Everybody knows the three rules of real estate: Location, Refinance, Foreclosure. But our best vice president ever, Dick Cheney, is focused on the first part of that maxim by building his "retirement" house literally across the street from CIA headquarters in McLean, Virginia.
We've had a memorable seven years of Life With Cheney at the Naval Observatory lair, where he and Lynne are the current supervillains in residence. Where might they settle once Vice President Hillary comes a knockin' next January? Where might they continue their weird, terrible lives of document shredding and ritual animal sacrifice?

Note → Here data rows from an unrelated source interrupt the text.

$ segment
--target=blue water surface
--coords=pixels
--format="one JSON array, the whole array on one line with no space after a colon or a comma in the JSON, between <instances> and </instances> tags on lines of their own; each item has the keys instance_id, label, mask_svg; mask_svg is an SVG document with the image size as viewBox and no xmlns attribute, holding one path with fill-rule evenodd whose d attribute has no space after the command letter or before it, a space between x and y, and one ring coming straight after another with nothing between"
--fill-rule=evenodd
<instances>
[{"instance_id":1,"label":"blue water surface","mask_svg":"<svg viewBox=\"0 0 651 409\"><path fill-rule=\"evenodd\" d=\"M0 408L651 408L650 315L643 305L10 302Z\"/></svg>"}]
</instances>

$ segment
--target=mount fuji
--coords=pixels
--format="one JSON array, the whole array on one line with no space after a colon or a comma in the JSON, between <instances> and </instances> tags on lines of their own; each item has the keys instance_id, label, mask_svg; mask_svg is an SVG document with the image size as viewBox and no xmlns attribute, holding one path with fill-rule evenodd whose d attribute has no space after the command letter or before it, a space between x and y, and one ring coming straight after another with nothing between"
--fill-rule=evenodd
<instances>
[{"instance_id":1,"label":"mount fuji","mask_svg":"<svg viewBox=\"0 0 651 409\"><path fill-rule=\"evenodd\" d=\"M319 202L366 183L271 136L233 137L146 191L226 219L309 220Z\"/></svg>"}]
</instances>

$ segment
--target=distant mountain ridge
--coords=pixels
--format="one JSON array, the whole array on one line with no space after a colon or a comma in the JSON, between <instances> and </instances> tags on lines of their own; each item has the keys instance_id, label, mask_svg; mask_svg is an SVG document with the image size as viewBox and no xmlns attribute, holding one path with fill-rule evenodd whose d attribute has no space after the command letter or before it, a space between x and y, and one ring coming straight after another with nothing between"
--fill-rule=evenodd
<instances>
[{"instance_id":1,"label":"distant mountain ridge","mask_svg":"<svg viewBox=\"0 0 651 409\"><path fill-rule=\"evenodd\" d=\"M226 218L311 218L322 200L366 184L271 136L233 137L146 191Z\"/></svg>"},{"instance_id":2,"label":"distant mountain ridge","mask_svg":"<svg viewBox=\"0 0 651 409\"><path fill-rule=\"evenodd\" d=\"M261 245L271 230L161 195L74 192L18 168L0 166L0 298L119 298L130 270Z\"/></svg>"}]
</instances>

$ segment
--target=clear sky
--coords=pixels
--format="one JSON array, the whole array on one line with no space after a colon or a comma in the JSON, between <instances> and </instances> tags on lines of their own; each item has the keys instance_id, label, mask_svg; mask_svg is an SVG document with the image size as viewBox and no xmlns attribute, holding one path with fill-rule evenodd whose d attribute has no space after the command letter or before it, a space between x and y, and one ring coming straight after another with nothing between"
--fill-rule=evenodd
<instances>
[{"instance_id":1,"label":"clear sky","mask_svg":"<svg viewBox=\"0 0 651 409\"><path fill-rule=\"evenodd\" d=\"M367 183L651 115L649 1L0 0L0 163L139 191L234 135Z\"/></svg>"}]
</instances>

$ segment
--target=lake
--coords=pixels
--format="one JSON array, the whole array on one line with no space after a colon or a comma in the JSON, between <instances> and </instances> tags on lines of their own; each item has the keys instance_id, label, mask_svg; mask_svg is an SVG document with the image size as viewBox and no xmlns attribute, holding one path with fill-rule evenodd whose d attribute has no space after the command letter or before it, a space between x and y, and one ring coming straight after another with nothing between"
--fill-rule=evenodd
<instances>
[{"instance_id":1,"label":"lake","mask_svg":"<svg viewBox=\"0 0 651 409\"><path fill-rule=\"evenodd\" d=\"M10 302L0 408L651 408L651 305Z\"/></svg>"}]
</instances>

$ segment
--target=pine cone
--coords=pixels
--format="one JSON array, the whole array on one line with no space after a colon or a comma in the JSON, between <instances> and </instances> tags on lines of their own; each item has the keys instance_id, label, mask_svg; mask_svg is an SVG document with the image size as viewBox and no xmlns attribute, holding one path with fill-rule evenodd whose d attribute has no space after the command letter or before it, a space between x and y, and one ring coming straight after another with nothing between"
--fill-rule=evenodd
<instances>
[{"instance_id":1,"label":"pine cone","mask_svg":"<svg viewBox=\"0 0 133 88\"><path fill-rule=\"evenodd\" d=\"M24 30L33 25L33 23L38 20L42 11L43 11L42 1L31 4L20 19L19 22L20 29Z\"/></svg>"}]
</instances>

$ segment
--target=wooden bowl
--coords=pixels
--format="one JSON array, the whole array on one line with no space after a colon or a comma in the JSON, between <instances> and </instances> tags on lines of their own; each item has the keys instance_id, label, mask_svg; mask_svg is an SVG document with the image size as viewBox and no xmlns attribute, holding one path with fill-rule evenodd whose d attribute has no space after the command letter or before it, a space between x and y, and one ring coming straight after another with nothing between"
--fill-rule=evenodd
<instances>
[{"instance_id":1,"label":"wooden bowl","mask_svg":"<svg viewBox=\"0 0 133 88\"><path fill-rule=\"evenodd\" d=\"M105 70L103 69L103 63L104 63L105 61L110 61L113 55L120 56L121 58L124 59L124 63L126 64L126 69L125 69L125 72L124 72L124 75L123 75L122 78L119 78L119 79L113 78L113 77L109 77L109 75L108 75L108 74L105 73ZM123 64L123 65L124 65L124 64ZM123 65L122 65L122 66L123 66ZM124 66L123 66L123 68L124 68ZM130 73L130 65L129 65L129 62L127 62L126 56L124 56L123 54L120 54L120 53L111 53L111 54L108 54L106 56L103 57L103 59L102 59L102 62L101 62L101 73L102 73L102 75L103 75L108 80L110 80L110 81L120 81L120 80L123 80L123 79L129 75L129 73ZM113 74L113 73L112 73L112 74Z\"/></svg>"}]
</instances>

According to shadowy intelligence site Cryptome and the less-shadowy Fairfax County Land Use Plan Details website, Dick and Lynne are building their nightmare dream home on a quiet, expensive McLean road that's literally about 2,000 feet away from the Central Intelligence Agency HQ in the Langley woods.
The house and land itself seem utterly unremarkable and quite unfit for Dr. Evil: The property is just under an acre in size and the house will sit pretty close to the neighbors — it appears to be the standard Northern Virginia "custom home" McMansion, with a finished basement most likely outfitted with a human-sized incinerator.
But its proximity to the Spook Capital of America makes it far more interesting as well as incredibly appropriate for the most secretive powerful vice president in history. It also suggests Cheney may pull a Putin when he "leaves office" just 10 months from now, and continue his global reign of terror from the executive suites of the CIA headquarters.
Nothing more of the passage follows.